Data and analytics: Protecting us against financial crime part 1
29 November 2017
The Chicago mobster Al Capone is famously (and perhaps erroneously) credited as the source of the phrase ‘money laundering’ in the 1940s, after his laundromat businesses were used to legitimise cash he gained through less salubrious means.
Even Capone might have been surprised at how the money laundering business has boomed since his days. Our Global Economic Crime Survey shows the scale of the problem: global money laundering transactions worldwide are estimated at between $1 and $2 trillion – that’s 2% to 5% of the world’s total GDP. Less than 1% of this money is ever recovered by the authorities.
Financial institutions have, naturally, been the target of the raft of regulation that the authorities have developed to tackle financial crime in recent years. And as regulation has increased, so has regulators’ willingness to fine institutions that don’t meet established standards. Our survey also shows that nearly one in five banks – a significant proportion – have recently experienced enforcement actions by a regulator.
Technology has much to do with the modern-day increase in financial crime, which encompasses anything from fraud and money laundering to the financing of terrorism and weapons proliferation. The globalisation of finance and the ease with which money can be moved around the world is a perfect breeding ground for dodgy dealings and opacity. But while the audacity and imagination of financial criminals has evolved over time, so too has our ability to use advanced technology to thwart and intercept them.
The human race produces somewhere in the region of 2.5 billion gigabytes of data every day – that’s equivalent to 150,000,000 iPhones. The beauty of data analysis technology is that it allows us to find patterns in vast amounts of data, and financial services institutions are making good use of what’s available to them. Unfortunately, fraudsters and criminals are sometimes one step ahead and the rapid introduction of new products and innovations (such as bitcoin) is adding to the challenge.
Financial crime regulations have placed a huge responsibility on banks and other financial institutions to gather and screen information about customers and transactions. They need much more information than ever before about who and where their customers are, and what they’re doing. It’s no longer enough to process a payment for goods that are shipped around the world; sanctions requirements mean that the bank or institution responsible for the money side of the equation needs to know what the goods are, what they could be used for, where they’re going - and even check that they don’t deviate towards a sanctioned jurisdiction, or are moved to a sanctioned vessel, during transit. That’s a lot of data to manage, with serious consequences if you get it wrong.
In spite of this, we’re not yet winning the fight against financial crime. This should be a story about the successful use of technology to shut down international criminals; instead it’s currently a story of burdensome compliance, soaring operational costs, and punishing fines.
But we can win. The good news is that technology is on our side; the problem is that too many organisations are not yet using the available technology in the most efficient way.

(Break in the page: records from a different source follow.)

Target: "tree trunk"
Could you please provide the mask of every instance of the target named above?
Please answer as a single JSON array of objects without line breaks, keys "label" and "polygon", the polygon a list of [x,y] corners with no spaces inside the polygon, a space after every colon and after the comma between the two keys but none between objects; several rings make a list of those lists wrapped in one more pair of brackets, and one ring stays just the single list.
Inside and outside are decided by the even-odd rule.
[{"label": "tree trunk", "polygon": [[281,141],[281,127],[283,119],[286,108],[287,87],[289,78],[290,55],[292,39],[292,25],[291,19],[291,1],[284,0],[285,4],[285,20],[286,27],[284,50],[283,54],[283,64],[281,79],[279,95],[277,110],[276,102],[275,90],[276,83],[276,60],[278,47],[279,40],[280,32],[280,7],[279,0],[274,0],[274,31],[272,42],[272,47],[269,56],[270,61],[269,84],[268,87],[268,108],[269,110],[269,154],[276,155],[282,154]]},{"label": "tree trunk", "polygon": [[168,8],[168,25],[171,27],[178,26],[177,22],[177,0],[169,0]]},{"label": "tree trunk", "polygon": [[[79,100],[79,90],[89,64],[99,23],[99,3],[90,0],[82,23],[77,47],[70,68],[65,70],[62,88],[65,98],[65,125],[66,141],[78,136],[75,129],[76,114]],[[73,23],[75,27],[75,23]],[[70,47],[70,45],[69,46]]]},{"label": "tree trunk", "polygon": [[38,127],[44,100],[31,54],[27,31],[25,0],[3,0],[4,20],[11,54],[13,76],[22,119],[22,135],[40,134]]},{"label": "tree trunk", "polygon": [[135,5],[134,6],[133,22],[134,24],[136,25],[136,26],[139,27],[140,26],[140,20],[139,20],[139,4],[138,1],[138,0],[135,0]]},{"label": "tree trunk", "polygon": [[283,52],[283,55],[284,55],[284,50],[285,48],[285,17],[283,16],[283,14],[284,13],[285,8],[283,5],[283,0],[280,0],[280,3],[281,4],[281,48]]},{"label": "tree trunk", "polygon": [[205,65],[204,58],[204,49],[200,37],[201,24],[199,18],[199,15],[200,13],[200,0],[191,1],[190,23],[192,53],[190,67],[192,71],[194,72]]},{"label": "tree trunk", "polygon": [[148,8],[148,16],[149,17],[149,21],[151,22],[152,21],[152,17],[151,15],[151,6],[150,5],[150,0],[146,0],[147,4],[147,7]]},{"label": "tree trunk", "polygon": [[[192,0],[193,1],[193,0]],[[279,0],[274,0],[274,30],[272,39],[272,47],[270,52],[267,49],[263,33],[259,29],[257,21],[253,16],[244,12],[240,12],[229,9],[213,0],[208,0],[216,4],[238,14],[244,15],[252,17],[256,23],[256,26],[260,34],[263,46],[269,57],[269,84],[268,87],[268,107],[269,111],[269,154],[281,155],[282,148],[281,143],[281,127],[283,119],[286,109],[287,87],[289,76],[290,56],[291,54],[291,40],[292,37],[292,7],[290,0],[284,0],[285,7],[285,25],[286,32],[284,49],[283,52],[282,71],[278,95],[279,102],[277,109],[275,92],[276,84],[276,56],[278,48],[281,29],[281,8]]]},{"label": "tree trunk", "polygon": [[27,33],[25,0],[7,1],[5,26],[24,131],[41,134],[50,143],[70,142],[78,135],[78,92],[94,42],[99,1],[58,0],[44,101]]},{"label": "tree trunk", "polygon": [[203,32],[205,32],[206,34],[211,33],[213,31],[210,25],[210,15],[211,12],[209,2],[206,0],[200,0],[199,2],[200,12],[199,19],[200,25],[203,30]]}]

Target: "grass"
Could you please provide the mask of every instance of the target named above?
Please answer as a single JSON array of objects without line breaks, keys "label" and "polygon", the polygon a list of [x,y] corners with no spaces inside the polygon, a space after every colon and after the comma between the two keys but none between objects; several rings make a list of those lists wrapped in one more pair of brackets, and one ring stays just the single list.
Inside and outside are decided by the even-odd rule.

To give just one example, there are systems available that are designed to flag up suspicious transactions on customer accounts. The problem is that too many of these systems haven’t been configured correctly and newer more effective analytical solutions aren’t being used, resulting in hundreds of thousands of false-positive alerts, all of which have to be investigated. That takes a lot of people, and isn’t cheap.
Over the next few weeks we’re going to look in detail at how technology, data analytics and machine learning allows firms to efficiently and effectively meet their compliance obligations. Used well and wisely, with a focus on enhancing the data that’s available, technology can help us win the fight against financial crime.